Lorenzo Gubian, da ieri amministratore unico di Aria dopo le dimissioni del Cda
Lorenzo Gubian, da ieri amministratore unico di Aria dopo le dimissioni del Cda

Milano - Potrebbe avvenire tra pochi giorni la migrazione della campagna antiCovid lombarda alla piattaforma di Poste italiane, ad eccezione dei già vaccinandi personale scolastico e ultraottantenni che continueranno a esser gestiti da Aria col sostegno in corsa delle Ats e delle Asst per cercare di risparmiare svarioni sulle prenotazioni almeno agli anziani. "Con Poste si pensa di essere pronti i primi di aprile per partire", ha annunciato l’ingegner Lorenzo Gubian, da ottobre direttore generale e da ieri mattina anche amministratore unico di Aria Spa, dopo le dimissioni in blocco del Cda su richiesta del governatore Attilio Fontana. Il dg ha rinunciato al compenso per il ruolo di amministratore unico, che manterrà "fino all’approvazione del bilancio 2020" e nel quale ha subito debuttato in audizione alla Commissione Bilancio del Pirellone.

A dare spiegazioni sui "disguidi" del portale che son costati la testa al Cda di Aria; e "ci sono stati", ammette, ma "erano legati alla complessità della partita", "difficile da stimare perché è la prima volta nella storia che c’è una campagna di queste dimensioni". "Abbiamo lavorato con 200 centri vaccinali oltre alle Rsa e a diverse migliaia di ambulatori", sono stati iniettati "1,3 milioni" di vaccini in Lombardia e "con questi numeri l’errore zero è impossibile". Scarica anche qualche responsabilità, Gubian , ma soprattutto una parte di colpa l’ingegnere l’addossa alle Asst, cioè gli ospedali pubblici che insieme ai privati accreditati curano il Covid, con 845 ricoverati in terapia intensiva e 7.132 nei reparti ieri, per la prima volta stabili e in discesa dall’inizio della terza ondata che ha appena iniziato la ritirata a Milano (l’Rt al 19 marzo è sceso sotto l’uno, a 0.97).

«Parecchie volte le Asst hanno fornito date di attivazione sbagliate con fasce orarie più larghe o più strette", ha detto Gubian ammettendo a carico di Aria "qualche errore materiale nella trascrizione delle agende. Non dico non ne avremmo potuti evitare diversi, ma che siamo partiti con tempi compressi perché c’erano i vaccini ma non c’era la campagna", ha spiegato l’ingegnere, evitando tuttavia di attribuire responsabilità ai vertici della Regione quando i consiglieri d’opposizione l’hanno incalzato sulle dichiarazioni di Mario Mazzoleni, membro del Cda silurato, che ha sostenuto che se la campagna per gli ultraottantenni e i servizi essenziali, anticipata due volte in quindici giorni e partita il 18 febbraio, non è stata affidata subito al portale di Poste perché "non era pronto", a maggior ragione non poteva esserlo quello di Aria. Il dg / amministratore unico conferma che il sistema Poste sia stato valutato e scartato soprattutto perché non garantiva "la modalità a inviti" , oltre che perché all’epoca gli "mancavano dei servizi" come "la gestione del magazzino e dell’anamnesi": la Lombardia, con quasi 675mila ultraottantenni da vaccinare fuori dalle Rsa, voleva "evitare un click day" con prenotazione diretta in un momento in cui gli arrivi dei vaccini erano "centellinati".

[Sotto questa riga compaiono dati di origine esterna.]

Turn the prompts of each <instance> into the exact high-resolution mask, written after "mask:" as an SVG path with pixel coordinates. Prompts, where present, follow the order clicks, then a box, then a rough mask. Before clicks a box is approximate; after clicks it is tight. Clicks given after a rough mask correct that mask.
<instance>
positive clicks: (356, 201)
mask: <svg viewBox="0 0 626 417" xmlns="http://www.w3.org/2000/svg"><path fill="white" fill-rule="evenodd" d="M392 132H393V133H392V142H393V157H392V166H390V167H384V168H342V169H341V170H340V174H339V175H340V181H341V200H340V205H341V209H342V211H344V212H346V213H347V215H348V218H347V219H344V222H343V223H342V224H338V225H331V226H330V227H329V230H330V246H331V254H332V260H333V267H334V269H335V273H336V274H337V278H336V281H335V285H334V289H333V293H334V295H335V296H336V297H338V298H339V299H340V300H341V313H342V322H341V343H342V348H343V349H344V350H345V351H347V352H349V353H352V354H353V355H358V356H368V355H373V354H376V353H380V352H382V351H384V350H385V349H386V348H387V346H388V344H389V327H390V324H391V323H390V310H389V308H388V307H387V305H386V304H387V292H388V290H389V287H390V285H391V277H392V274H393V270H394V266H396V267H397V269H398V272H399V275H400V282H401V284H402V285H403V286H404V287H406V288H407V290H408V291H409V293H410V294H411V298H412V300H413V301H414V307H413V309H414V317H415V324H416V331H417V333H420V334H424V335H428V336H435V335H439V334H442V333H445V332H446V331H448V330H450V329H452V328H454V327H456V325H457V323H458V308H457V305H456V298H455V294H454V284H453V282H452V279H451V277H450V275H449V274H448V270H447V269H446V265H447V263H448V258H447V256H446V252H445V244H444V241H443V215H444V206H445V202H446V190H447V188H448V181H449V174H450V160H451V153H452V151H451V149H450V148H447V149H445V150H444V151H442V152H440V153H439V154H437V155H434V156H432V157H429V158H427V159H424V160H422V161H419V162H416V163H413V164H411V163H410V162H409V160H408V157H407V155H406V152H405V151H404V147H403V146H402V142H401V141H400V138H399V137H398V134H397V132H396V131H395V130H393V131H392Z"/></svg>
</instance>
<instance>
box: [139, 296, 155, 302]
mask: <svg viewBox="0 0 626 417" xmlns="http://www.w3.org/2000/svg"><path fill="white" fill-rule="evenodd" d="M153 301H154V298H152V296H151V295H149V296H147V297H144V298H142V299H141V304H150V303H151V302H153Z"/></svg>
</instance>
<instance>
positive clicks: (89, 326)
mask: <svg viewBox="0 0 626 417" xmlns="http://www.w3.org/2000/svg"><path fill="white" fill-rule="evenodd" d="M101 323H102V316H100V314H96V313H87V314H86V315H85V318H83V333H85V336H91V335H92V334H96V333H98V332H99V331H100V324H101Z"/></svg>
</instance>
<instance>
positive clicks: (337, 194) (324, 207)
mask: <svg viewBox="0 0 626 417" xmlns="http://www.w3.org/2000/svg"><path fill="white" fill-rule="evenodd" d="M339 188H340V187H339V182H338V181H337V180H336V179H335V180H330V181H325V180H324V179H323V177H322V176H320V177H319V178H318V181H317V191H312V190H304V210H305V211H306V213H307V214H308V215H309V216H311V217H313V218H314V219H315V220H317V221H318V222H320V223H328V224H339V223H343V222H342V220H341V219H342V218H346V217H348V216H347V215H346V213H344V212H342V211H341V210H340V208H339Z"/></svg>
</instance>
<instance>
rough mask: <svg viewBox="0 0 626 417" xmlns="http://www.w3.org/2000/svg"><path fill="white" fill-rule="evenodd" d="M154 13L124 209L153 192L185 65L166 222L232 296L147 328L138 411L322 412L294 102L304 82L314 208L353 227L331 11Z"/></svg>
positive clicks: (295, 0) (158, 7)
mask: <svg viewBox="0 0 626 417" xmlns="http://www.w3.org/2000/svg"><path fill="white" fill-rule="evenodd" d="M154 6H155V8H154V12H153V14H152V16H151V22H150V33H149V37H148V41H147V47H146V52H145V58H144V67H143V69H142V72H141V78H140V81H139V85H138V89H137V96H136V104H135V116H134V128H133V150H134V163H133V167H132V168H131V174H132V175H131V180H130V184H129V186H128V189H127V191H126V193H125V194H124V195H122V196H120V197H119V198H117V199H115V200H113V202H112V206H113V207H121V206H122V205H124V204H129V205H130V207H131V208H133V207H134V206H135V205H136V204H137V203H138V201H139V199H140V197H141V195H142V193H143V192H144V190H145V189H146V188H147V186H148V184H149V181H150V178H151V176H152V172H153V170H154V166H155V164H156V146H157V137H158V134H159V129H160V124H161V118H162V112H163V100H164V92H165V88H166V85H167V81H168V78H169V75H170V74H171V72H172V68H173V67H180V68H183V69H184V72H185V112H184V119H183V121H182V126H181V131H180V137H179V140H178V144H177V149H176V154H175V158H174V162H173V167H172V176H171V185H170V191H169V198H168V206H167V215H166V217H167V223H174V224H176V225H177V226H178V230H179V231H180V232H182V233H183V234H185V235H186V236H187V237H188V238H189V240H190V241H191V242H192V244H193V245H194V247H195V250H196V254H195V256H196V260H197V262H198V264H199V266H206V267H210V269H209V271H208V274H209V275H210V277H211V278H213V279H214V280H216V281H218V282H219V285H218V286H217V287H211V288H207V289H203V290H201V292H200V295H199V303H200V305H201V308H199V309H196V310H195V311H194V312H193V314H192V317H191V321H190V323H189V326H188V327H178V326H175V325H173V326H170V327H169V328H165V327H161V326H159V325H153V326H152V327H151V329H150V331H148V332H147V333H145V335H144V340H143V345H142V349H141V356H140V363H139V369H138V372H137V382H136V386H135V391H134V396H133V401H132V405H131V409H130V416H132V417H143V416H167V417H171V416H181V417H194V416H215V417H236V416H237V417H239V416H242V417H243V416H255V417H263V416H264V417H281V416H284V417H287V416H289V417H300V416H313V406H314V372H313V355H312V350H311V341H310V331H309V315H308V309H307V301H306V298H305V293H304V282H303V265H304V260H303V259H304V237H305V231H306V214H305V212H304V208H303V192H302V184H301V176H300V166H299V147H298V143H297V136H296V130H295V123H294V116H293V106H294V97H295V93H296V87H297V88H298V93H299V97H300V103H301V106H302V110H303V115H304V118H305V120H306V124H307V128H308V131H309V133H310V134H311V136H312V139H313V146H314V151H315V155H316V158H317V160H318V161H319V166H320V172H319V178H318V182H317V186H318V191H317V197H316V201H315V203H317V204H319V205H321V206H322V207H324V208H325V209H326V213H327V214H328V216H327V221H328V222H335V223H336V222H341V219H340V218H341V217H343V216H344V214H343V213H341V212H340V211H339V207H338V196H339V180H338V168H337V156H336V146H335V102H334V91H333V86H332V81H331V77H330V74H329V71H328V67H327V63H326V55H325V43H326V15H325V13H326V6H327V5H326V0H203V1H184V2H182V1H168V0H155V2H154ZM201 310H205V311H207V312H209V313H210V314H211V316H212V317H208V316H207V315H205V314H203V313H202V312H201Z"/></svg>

E per Poste "non era possibile implementare in una o due settimane queste funzionalità", ha chiarito l’ingegnere, sottolineando che però "i rischi" di affidarsi al portale di Aria "sono stati valutati in Unità di crisi e si è deciso di partire, e in Unità di crisi c’eravamo anche noi". Risposta che non hanno soddisfatto le opposizioni: "Bocche cucite, uno spettacolo indecente e indecoroso", commenta il capogruppo grillino Massimo De Rosa, e il Pd addebita ad "Attilio Fontana, Letizia Moratti e Guido Bertolaso" la responsabilità del "disastro conclamato", invocando un intervento del commissario nazionale, generale Figliuolo; mentre il radicale Michele Usuelli chiede che la "relazione Gubian" sulla scelta di utilizzare in prima battuta il portale di Aria sia acquisita dall’ Orac.